1999: Before its 1997 election victory, Labour had been scathing of the manner in which, it claimed, COI spend had been spiralling out of control under the Tories. But no-one is all that surprised when spend almost doubles to £105 million during the first two years of Tony Blair's administration - and there's added concern that the money is being spent on propaganda for pet social engineering projects such as the New Deal.
2004: In 2001, the Government stripped out production costs to try to disguise growth in COI spend. But it's a faint hope - and the 2003-4 accounts show that COI, led by the chief executive, Alan Bishop, now has an ad budget of £167.6 million.
2008: The Government, though dismissing a drip feed of criticism from the Opposition, shows occasional tendencies to be more frugal: COI spend actually dips for a couple of years. But when it starts to climb steeply once more, ministers wheel out a battalion of spin doctors to argue that, if you factor in inflation, previous Tory administrations actually spent more. But COI is now comfortably the UK's largest advertiser.
2009: It is a fact that becomes abundantly clear as COI decides to hold a pitch to centralise its media planning and buying account (previously split across several agencies) into one outfit. As the account is now worth £250 million, it's easily the largest UK-only media pitch the market has ever seen. M4C, a special unit put together by WPP's Group M, prevails over a joint venture offering from Starcom and i-level.
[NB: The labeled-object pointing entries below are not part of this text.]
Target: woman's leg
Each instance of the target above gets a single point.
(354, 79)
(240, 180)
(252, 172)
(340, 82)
2010: The General Election focuses on cuts and the coalition Government tells COI to rein in spend. In June, agencies are told expenditure could fall by at least 50 per cent and, in July, COI, led by Mark Lund, announces that it is to axe 40 per cent of its staff.
Fast forward ...
2014: And yet it is somehow not surprising when, the downturn now a memory and the economy entering a new boom phase, government adspend accelerates once more - and surges past £500 million. Responding to angry questions in the House, and calls for an independent inquiry, the Prime Minister David Cameron defends the role of COI in underwriting prosperity in the UK's creative and media industries.